Rourke wollte Fio folgen, doch der Captain hielt ihn zurück. »Und für Sie gilt das gleich doppelt, Day. Kommen Sie denen nicht mit Ihrer Ihr-könnt-mich-alle-Tour. Sie tun, was die wollen, kapiert?«
Rourke lächelte und tippte sich spöttisch an den Hut.
Die Holzbarrikaden standen noch immer vor dem Gerichtsgebäude, doch die Menge war auf die Straße gedrängt und umringte nun einen Pritschenwagen, dessen Ladung mit einer schwarzen Plane bedeckt war. Der Fahrer drückte vergeblich auf die Hupe, ebenso die Autos hinter ihm. Der anhaltende, misstönende Klang zerrte an Rourkes Nerven.
Mehrere Klan-Leute waren auf die Ladefläche gesprungen und zogen gerade die Plane herunter. Fio und Rourke blieben einen Moment zwischen den Säulen am Eingangsportal stehen und schauten zu.

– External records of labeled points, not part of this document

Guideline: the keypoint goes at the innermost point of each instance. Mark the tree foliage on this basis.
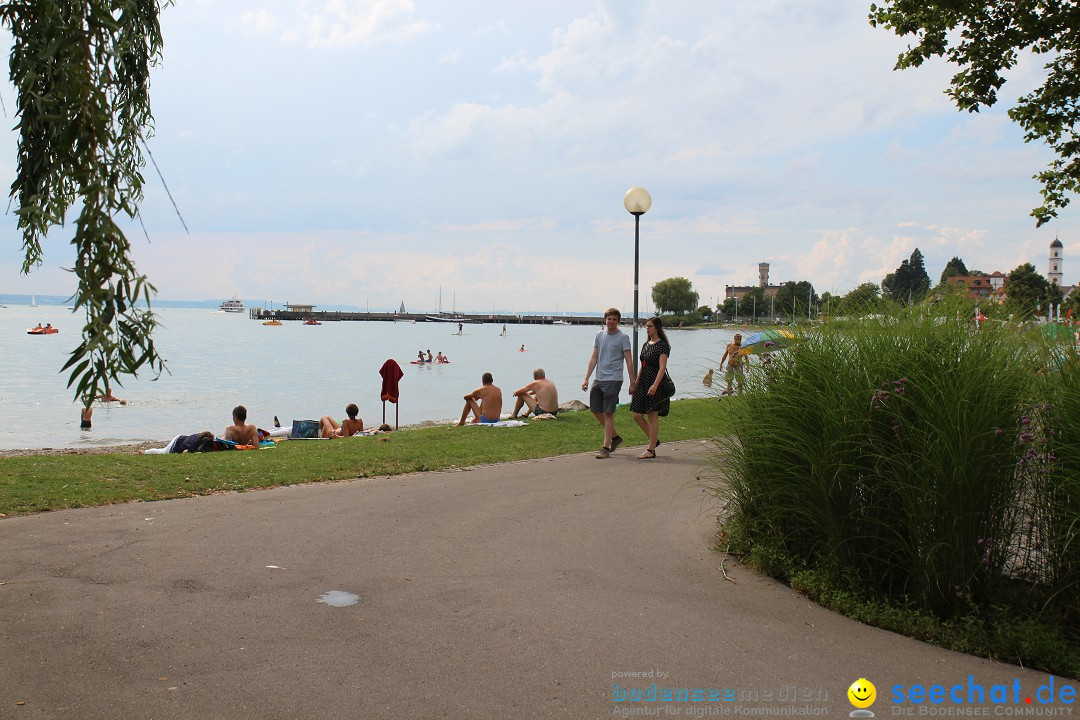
(754, 303)
(792, 298)
(986, 39)
(861, 300)
(909, 283)
(1026, 291)
(81, 72)
(954, 268)
(674, 295)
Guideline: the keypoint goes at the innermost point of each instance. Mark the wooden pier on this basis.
(339, 316)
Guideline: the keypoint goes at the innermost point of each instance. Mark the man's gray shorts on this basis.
(604, 396)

Unter der Plane kamen ein Eichenstuhl mit hoher Lehne und Lederriemen und der dazugehörige Generator zum Vorschein.
»Ich hatte ihn mir größer vorgestellt«, meinte Fio.
Rourke fand ihn groß genug. Plötzlich traf ihn das Johlen der Menge wie Fausthiebe gegen die Schläfen, dann ließ auch noch jemand eine Reihe Feuerwerkskörper los.

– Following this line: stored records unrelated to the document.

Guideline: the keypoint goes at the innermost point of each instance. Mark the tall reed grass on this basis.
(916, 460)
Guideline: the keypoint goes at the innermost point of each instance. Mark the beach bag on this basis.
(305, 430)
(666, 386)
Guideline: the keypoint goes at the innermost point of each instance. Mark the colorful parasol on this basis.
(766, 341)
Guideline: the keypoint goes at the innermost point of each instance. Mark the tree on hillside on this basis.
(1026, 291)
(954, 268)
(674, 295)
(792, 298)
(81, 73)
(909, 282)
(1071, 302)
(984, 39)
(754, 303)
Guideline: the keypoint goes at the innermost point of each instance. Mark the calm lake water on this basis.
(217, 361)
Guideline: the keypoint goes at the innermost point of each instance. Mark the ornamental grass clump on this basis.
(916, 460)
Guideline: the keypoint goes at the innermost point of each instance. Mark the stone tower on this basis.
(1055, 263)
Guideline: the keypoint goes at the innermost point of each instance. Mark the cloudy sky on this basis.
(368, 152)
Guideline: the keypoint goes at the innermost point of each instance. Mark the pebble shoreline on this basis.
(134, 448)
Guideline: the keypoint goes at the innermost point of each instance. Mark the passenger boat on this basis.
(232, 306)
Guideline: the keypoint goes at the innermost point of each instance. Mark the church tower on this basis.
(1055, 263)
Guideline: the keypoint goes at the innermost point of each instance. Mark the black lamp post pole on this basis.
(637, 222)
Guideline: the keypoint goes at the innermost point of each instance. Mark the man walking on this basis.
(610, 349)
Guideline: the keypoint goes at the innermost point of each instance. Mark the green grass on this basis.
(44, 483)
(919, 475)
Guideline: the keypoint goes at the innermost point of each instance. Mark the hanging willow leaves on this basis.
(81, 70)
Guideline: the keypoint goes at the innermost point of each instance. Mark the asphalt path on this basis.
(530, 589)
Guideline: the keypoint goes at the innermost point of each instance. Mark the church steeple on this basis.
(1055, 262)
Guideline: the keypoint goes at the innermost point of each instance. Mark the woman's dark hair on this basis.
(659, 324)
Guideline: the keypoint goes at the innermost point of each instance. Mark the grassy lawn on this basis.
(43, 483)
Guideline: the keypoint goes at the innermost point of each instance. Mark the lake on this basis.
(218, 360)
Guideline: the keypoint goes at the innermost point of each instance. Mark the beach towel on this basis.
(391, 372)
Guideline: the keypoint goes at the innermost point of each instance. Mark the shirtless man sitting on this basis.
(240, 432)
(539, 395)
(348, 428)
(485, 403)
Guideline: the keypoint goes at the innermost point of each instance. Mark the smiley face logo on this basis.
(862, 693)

Er konnte nicht sagen, warum er in genau diesem Moment zum Dach des Blue Bayou Hotel gegenüber hochblickte. Im Sonnenlicht blitzte ein Gewehrlauf auf.
Rourke rammte Fio seine Schulter in die Brust, beide stürzten zu Boden. Überall explodierten weitere Feuerwerkskörper, Hupen dröhnten, Polizeisirenen heulten, Menschen grölten: »Brenn, Nigger, brenn.« Sie konnten die Schüsse nicht hören, doch über Rourkes Kopf barsten Stücke von den Säulen.

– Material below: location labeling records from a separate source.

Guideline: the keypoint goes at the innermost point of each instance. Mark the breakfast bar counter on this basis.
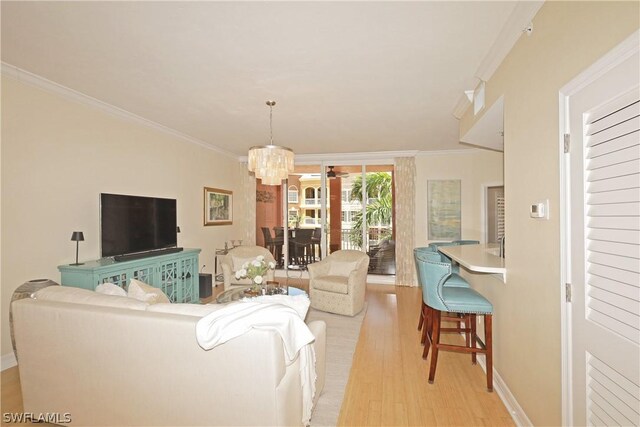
(479, 258)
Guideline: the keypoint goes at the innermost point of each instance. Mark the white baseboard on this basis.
(512, 405)
(9, 361)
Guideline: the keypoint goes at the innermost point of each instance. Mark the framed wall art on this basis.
(444, 219)
(218, 206)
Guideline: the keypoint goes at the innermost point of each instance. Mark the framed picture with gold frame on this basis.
(218, 206)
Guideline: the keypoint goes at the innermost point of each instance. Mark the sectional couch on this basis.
(113, 360)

Fios Hut flog davon. Er schnappte ihn, bevor er wegrollte, und setzte ihn wieder auf.
Die Feuerwerkskörper verhallten, das Singen und Hupen ging weiter. Rourke und Fio kauerten mit gezogenen Waffen hinter den Säulen und suchten mit den Augen das Hoteldach ab.
Ein Schatten huschte an einem Schornstein vorbei.
»Das Schwein haut ab«, rief Fio.
Sie sprangen auf und rannten über die Straße, wichen Autos, Wagen und Leuten aus, die aus der Menge um den Pritschenwagen ausgeschert waren. Niemand sonst schien die Schüsse bemerkt zu haben.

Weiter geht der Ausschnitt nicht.